It would seem, therefore, that in behalf of justice and good government, the proceeding for a mandamus will lie. People v. State, Bar. S.C., 397, (418-419).
To enable the plaintiff to recover, he must maintain three propositions:
1. That what he claims, is a public office.
2. That he has the legal title to it.
3. That he is prosecuting his claim by the right form of action.
1. Is it an office?
Ch. 43, Acts of 1869-70, enacts "That the office of State Printer be and the same is hereby abolished, and all laws and parts of laws in conflict with this act are hereby repealed."
Ch. 180, Acts of 1871-72, enacts "That the Joint Committee on Printing of the two Houses of the General Assembly" are directed and instructed to make, execute and deliver a contract for the public printing, on the part of the State," at the rates specified in this act.

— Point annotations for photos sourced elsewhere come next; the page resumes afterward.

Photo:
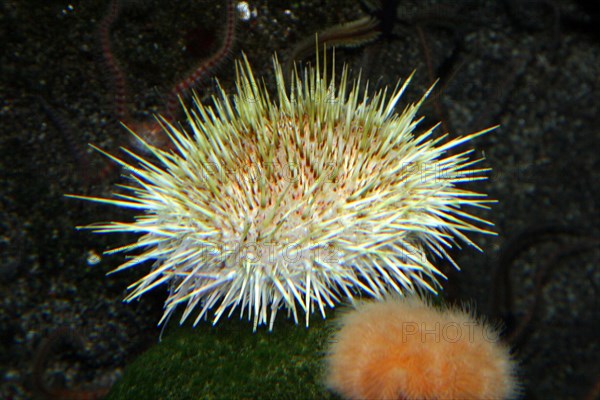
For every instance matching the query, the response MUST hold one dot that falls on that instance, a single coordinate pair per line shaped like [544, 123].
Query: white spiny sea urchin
[298, 203]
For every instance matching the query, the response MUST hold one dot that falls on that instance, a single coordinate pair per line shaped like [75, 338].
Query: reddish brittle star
[151, 130]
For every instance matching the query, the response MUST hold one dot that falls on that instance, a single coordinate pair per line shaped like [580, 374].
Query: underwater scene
[333, 199]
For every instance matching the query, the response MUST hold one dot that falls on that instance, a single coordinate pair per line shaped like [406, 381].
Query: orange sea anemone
[405, 349]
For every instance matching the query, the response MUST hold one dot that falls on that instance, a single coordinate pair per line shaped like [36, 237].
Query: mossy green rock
[229, 361]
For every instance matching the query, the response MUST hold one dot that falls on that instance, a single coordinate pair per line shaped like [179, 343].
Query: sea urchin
[297, 203]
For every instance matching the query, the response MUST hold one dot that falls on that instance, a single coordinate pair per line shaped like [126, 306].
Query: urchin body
[295, 203]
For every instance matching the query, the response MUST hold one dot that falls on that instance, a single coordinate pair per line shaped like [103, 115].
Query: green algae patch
[229, 361]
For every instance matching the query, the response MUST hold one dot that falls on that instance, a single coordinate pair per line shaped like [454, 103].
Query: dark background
[531, 66]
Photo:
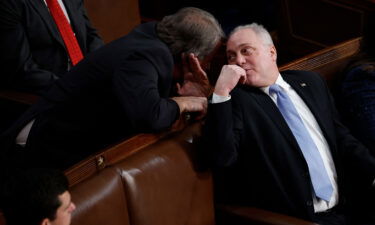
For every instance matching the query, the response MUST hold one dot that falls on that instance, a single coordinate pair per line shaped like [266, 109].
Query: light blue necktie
[319, 177]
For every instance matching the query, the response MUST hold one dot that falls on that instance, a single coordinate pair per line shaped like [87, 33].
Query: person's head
[190, 30]
[36, 197]
[251, 47]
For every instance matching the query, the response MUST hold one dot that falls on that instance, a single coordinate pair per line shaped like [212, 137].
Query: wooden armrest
[250, 215]
[19, 97]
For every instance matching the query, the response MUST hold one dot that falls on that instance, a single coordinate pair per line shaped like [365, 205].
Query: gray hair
[259, 30]
[190, 30]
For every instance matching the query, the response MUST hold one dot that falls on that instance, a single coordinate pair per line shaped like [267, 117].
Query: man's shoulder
[301, 75]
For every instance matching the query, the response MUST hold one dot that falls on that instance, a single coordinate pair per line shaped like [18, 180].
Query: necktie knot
[274, 88]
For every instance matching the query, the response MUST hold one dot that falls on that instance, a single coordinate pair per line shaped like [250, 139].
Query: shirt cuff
[219, 99]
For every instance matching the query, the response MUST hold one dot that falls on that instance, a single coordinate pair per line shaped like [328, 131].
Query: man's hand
[192, 104]
[229, 76]
[195, 79]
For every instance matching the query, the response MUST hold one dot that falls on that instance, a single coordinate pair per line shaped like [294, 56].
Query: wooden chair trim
[20, 97]
[260, 216]
[325, 56]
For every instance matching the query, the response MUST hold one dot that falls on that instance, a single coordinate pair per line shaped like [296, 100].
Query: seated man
[36, 197]
[119, 90]
[35, 49]
[276, 142]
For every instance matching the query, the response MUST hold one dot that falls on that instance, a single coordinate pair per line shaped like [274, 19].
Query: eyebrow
[240, 46]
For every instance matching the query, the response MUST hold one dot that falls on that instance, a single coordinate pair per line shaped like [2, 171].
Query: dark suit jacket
[257, 159]
[120, 89]
[32, 52]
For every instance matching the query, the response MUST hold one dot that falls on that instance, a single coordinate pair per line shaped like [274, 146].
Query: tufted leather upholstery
[159, 185]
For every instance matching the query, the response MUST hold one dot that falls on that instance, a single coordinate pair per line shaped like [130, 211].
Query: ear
[273, 53]
[45, 221]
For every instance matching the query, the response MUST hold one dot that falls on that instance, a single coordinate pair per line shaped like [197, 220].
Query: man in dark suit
[33, 54]
[123, 88]
[259, 155]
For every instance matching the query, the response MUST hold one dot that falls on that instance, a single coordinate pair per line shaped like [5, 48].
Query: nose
[240, 60]
[72, 207]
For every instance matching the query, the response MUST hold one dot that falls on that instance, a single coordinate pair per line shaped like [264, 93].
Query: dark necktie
[319, 177]
[66, 32]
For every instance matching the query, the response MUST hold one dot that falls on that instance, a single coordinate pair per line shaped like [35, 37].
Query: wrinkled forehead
[242, 37]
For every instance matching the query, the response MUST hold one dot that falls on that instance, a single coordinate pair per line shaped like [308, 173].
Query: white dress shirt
[62, 7]
[316, 134]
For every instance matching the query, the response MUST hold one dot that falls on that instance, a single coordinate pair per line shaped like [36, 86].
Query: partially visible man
[126, 87]
[276, 141]
[36, 197]
[34, 50]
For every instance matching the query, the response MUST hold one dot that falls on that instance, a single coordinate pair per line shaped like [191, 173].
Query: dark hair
[29, 196]
[366, 54]
[190, 30]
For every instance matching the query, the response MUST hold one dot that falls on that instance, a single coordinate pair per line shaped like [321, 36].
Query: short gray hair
[190, 30]
[259, 30]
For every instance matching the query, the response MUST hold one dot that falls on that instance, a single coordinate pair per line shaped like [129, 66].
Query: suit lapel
[42, 9]
[270, 108]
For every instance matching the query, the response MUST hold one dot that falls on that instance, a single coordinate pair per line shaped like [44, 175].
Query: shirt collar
[279, 81]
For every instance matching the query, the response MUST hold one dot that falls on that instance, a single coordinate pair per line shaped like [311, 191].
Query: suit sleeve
[355, 156]
[222, 132]
[16, 60]
[93, 40]
[136, 87]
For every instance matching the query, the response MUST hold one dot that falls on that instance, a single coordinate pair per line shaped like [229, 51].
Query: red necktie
[74, 51]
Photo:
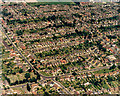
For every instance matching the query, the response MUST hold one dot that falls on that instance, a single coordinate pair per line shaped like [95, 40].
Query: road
[50, 77]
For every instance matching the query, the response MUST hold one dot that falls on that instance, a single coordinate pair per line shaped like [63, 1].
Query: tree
[112, 67]
[28, 87]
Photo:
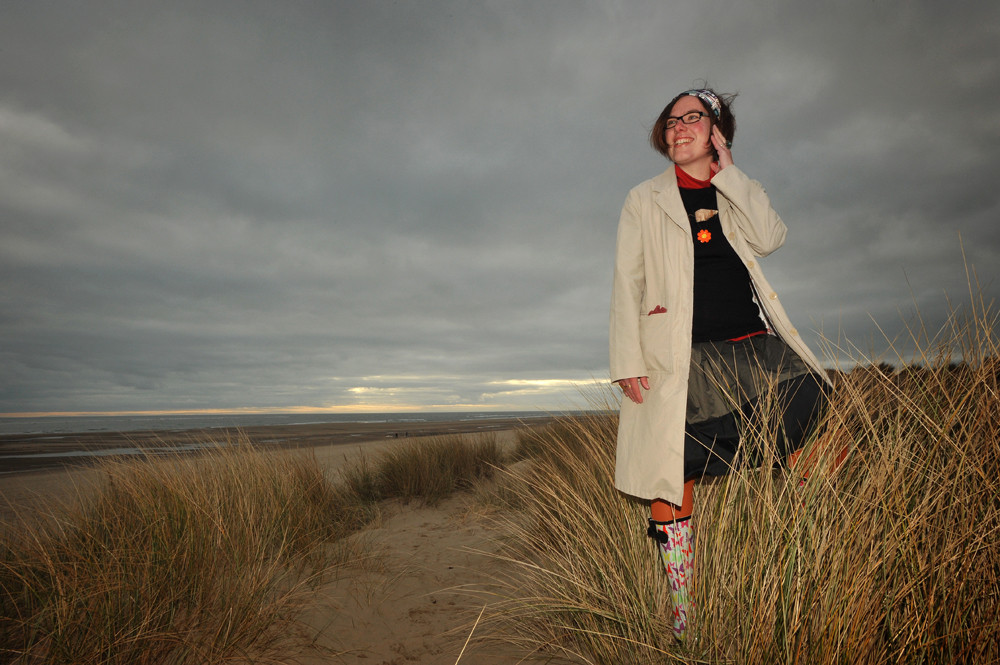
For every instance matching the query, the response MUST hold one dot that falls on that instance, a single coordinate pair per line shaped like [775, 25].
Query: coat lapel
[668, 197]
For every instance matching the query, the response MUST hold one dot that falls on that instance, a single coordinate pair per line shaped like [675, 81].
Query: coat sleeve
[756, 220]
[629, 285]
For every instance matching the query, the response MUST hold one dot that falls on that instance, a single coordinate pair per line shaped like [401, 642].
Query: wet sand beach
[21, 453]
[434, 563]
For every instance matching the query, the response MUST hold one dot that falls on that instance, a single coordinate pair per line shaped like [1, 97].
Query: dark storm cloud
[263, 204]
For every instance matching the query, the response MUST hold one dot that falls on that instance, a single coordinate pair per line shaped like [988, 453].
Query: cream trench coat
[654, 267]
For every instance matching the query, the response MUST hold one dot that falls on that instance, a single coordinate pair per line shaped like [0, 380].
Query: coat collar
[667, 195]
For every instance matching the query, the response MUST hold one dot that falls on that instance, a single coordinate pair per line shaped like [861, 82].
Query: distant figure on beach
[700, 344]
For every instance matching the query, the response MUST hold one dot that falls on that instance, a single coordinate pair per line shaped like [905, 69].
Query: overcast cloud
[375, 205]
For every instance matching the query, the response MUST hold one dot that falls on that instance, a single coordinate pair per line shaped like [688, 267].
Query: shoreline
[38, 481]
[22, 454]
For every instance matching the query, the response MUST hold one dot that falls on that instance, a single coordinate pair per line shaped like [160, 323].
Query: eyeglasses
[687, 118]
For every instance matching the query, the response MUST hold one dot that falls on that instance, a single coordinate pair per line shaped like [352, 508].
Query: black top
[723, 296]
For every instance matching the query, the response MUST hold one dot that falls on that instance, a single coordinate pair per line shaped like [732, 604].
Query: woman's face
[688, 145]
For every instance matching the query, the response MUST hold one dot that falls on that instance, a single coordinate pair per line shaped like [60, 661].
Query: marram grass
[892, 556]
[203, 559]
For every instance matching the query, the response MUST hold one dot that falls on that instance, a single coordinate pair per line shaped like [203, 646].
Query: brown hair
[726, 120]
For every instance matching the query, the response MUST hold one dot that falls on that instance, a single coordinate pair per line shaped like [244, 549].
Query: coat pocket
[654, 336]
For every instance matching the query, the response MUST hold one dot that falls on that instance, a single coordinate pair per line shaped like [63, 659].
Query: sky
[376, 206]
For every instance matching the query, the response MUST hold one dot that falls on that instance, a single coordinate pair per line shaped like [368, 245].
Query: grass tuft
[892, 556]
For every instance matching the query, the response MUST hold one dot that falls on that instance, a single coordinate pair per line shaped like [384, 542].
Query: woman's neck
[688, 181]
[701, 170]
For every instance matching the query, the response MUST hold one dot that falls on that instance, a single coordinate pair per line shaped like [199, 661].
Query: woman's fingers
[630, 387]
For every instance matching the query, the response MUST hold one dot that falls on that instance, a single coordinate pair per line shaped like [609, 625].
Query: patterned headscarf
[708, 97]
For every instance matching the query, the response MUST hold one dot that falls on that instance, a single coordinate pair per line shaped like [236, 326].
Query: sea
[56, 425]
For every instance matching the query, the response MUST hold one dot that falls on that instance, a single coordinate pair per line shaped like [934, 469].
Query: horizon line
[357, 408]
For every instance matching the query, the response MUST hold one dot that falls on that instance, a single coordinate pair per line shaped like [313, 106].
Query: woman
[700, 344]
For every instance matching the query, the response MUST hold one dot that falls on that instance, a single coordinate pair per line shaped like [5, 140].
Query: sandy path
[418, 600]
[412, 603]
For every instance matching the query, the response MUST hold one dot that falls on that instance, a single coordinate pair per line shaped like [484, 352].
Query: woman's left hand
[721, 147]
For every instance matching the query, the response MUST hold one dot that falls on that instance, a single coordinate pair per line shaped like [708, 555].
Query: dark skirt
[744, 397]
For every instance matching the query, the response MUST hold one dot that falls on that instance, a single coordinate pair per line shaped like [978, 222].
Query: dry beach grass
[391, 557]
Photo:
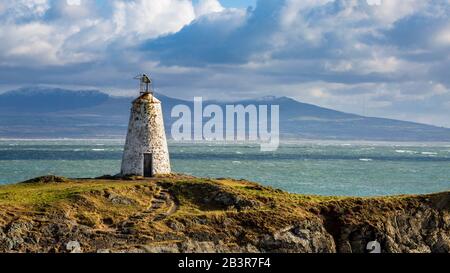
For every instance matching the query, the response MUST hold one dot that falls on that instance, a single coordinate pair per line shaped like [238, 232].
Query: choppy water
[313, 168]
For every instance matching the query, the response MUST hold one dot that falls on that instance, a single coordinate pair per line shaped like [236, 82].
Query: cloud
[385, 57]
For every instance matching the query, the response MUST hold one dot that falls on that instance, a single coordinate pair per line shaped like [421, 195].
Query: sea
[306, 167]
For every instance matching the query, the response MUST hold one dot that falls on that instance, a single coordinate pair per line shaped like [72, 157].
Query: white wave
[405, 151]
[429, 153]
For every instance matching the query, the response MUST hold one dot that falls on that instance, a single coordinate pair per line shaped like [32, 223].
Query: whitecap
[405, 151]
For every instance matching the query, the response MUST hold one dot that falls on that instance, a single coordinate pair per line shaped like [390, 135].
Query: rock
[73, 247]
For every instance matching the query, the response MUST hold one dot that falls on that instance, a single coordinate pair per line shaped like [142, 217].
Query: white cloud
[150, 19]
[207, 6]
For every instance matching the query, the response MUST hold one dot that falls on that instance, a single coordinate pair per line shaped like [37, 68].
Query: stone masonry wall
[145, 135]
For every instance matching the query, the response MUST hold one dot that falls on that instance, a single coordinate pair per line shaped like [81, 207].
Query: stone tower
[146, 153]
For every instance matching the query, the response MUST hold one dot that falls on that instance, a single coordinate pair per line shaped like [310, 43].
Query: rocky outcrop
[187, 214]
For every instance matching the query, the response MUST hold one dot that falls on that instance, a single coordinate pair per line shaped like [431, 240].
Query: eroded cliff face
[187, 214]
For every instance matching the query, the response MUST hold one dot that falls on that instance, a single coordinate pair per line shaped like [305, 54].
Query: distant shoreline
[285, 142]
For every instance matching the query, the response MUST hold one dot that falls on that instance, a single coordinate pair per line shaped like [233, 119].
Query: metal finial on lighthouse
[145, 83]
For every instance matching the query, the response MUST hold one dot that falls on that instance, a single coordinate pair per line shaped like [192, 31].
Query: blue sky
[387, 58]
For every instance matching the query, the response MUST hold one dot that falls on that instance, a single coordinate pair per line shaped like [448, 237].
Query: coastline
[182, 213]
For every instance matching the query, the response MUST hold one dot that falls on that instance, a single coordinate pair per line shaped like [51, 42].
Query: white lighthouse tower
[146, 153]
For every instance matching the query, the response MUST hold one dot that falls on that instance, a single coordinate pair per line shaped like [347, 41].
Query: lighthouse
[145, 152]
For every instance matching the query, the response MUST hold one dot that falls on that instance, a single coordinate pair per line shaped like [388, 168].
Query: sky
[385, 58]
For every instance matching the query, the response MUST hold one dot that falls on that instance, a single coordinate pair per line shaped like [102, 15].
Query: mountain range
[38, 112]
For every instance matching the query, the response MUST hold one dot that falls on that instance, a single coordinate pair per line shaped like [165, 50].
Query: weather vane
[145, 83]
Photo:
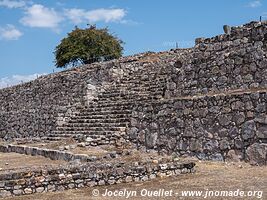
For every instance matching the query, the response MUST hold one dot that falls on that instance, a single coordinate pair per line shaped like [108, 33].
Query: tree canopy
[85, 46]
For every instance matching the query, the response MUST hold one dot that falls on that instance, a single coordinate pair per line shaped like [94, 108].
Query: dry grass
[209, 175]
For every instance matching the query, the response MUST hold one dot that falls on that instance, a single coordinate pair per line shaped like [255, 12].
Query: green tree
[85, 46]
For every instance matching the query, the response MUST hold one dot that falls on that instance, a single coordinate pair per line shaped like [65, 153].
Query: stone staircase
[106, 118]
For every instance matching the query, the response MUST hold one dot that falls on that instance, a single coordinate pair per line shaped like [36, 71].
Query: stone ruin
[208, 102]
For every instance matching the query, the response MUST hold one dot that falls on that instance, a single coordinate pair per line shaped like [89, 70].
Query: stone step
[88, 133]
[101, 108]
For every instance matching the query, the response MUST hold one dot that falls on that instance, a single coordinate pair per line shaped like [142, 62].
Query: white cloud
[17, 79]
[10, 33]
[107, 15]
[254, 4]
[12, 4]
[39, 16]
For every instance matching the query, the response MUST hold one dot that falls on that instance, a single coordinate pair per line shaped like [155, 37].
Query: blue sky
[31, 29]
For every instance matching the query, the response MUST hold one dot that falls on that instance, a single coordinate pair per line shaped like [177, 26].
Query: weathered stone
[224, 120]
[234, 156]
[256, 154]
[151, 139]
[248, 130]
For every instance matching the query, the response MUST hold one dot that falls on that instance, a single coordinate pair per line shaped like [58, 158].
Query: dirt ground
[15, 161]
[216, 176]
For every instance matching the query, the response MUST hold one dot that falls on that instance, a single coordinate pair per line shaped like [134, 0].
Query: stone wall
[34, 109]
[69, 177]
[228, 63]
[225, 62]
[220, 127]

There is an act positively abolishing the office of Public Printer, eo nomine, which, according to Hoke v. Henderson, 15 N.C. 1. is constitutional in form and substance, because it disturbs no vested right or term of an incumbent. But it is urged that this construction of the act abolishing the office, left the State without the power of printing and publishing the laws. Be it so. The mischief is the (100) act of the Legislature, and cannot operate as a grant of power to the Executive to create an office, as a remedy for legislative indiscretion. But that body did, by the act of 1871-72, undertake to repair the mischief done in abolishing the office, by making it the duty of a "joint committee" to contract for the public printing. To this, it is replied, that the Legislature had no power to make "contracts" because that, is an executive function. Admit that, and their contracts are void for the infringement, still it leaves the office abolished, and the argument is not advanced. But is it true, that the making of a contract is an exclusive executive function? That will depend upon what are exclusive executive powers. To say that because a thing is a contract, it is an executive duty, is begging the very question in dispute.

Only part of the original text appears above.